The temple is revered by Tevaram hymns of saint poets Thirunavukkarasar and sambandar belonging to the 7th century. The poets name the towns where they found the temple in their hymns and Pullirukkuvelur finds a mention in their verses, corresponding to the temple. The hymns appear to recognise the function of the mantras (sacred text) as invocation of Shiva. In addition the hymns from Thirunavukkarasar likens Shiva to luminous objects - a flame, a pearl, a diamond and pure gold. He also indicates wasting lot of days not worshipping Shiva at this temple.

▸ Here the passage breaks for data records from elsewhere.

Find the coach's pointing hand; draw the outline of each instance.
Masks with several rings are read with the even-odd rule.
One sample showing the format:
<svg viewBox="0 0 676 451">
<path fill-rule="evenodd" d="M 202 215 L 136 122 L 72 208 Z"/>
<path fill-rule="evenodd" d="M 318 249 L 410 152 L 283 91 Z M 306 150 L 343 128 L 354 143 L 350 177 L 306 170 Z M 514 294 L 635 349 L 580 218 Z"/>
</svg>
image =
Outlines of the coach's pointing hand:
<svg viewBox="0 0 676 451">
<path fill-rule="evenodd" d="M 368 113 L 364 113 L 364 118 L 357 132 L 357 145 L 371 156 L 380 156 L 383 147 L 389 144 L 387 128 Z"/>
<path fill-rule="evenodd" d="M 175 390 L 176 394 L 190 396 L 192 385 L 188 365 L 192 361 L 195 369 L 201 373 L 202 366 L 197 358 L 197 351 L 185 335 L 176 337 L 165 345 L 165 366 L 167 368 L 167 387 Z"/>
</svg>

"வெள்ளெ ருக்கர வம்விர வுஞ்சடைப்
 புள்ளி ருக்குவே ளூரரன் பொற்கழல்
 உள்ளிருக்கு முணர்ச்சியில் லாதவர்
 நள்ளி ருப்பர் நரகக் குழியிலே."
translating to
Those who have no perception of the golden feet of deity in Puḷḷirukku Vēḷūr on whose matted hairs cobra and white yarcum flowers are mingled, staying in their minds. will be in the centre of the hollow of the hell.

Muthuswami Dikshitar has composed 6 Keerthanais on the devi of the temple as per an inscription at the temple.